Basic Stock Options Concepts
If you think you’ve got a pretty good understanding of the stock market and have been thinking about learning about other investments, stock options are a natural enough place to begin. Options are complicated and they are also risky, so please make sure that once you get call options and put options explained to you, please paper trade for a while before using any real money in this sophisticated game.
Unlike stocks, with options you’re actually buying or selling the right to purchase 100 shares of stock at a certain price by a defined date in the future (in the case of call options), rather than the stock itself. That is one of the hardest things for new investors to understand about stock option basics, but it holds the key to really getting a handle on options. Rule number one is that a rise in the price of the stock doesn’t necessarily equate to the amount of increase in the price of an option related to that stock that you might expect.

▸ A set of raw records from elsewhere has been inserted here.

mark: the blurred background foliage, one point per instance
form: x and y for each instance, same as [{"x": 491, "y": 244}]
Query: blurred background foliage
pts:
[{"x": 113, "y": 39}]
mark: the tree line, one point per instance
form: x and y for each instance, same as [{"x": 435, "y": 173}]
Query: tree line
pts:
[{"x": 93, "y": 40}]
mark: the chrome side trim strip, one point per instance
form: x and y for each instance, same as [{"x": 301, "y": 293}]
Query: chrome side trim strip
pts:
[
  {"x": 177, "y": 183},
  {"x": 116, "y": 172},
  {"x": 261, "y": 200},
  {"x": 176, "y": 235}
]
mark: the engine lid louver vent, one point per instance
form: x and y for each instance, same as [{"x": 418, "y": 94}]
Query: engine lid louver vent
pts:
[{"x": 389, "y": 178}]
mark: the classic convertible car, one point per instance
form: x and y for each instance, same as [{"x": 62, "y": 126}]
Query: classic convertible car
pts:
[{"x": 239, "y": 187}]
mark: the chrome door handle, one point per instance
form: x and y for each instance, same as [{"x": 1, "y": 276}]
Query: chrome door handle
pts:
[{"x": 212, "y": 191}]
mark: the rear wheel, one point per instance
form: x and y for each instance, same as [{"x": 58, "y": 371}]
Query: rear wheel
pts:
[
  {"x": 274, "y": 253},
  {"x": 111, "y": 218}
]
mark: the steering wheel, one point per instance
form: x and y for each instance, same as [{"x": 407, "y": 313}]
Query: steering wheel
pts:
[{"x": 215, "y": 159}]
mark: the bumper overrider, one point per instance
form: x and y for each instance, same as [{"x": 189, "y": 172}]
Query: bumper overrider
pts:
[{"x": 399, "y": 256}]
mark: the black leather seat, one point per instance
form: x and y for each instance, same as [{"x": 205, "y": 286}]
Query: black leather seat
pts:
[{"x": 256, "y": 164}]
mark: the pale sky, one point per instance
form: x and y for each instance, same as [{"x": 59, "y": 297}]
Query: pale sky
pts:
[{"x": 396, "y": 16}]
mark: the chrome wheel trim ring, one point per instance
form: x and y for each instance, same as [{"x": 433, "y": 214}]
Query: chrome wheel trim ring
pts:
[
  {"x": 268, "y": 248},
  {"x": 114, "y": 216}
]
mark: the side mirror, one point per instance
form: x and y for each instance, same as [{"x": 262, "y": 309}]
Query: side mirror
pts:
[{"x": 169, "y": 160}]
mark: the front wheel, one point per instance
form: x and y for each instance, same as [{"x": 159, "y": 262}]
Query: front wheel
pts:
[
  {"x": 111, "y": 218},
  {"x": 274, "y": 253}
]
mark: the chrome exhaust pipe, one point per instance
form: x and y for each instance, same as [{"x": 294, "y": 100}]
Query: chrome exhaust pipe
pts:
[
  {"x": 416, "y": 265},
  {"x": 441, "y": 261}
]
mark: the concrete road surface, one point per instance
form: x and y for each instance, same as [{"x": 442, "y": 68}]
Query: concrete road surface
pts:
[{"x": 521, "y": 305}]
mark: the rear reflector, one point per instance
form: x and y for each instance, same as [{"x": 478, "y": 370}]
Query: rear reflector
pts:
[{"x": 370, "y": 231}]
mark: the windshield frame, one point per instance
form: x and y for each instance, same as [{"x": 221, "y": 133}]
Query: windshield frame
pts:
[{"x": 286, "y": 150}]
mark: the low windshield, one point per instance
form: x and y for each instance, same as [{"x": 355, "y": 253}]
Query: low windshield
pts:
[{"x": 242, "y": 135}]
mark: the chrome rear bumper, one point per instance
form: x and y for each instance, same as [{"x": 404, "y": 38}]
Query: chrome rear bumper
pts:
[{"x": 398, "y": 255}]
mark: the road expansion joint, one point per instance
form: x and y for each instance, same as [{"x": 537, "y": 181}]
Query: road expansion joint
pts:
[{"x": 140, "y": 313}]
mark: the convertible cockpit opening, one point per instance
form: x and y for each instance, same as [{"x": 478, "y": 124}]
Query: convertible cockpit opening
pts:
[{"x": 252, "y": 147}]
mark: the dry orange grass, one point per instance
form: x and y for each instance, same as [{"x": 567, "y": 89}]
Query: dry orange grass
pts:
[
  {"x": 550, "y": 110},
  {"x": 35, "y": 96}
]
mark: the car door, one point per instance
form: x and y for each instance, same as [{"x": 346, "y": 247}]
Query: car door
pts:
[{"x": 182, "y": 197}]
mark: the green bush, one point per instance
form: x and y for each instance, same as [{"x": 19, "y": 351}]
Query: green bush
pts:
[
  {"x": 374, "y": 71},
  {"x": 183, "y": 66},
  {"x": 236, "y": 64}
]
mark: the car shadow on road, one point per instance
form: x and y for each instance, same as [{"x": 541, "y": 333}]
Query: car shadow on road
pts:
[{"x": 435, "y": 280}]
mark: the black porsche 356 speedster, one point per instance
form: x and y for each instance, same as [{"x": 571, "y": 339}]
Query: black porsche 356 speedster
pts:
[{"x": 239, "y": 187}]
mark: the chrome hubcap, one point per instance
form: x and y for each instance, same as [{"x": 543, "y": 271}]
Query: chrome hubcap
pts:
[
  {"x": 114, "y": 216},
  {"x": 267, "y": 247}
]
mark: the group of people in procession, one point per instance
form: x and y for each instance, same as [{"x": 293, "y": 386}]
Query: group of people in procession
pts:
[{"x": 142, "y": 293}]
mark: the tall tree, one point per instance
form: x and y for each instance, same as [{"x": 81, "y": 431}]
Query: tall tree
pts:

Many things feed into the valuation of an option, including the amount of time left until the option expires, as well as how far above the current stock price is the price at which the call option gives you the right to buy the stock. For example, with XYZ stock trading at $15/share, if you own an option that gives you the right to buy the stock at say $25/share with only a month left on the option, it stands to reason that your option won’t be worth very much because it is very unlikely that it can reach the so-called ‘strike price’ before it expires. “Out of the money’ options like this are the riskiest options of all, though many investors like them because they are so cheap that if the stock moves in the direction that you expect you might double or even triple your money in a short amount of time.
Most investment professionals agree that the best way to approach options investing is by allocating only a very small percentage of your overall portfolio-say 5% or so-toward options. While the leverage is attractive, the flip side of leverage is increased risk, and there is a limit to how much you want to subject your portfolio to this amount risk.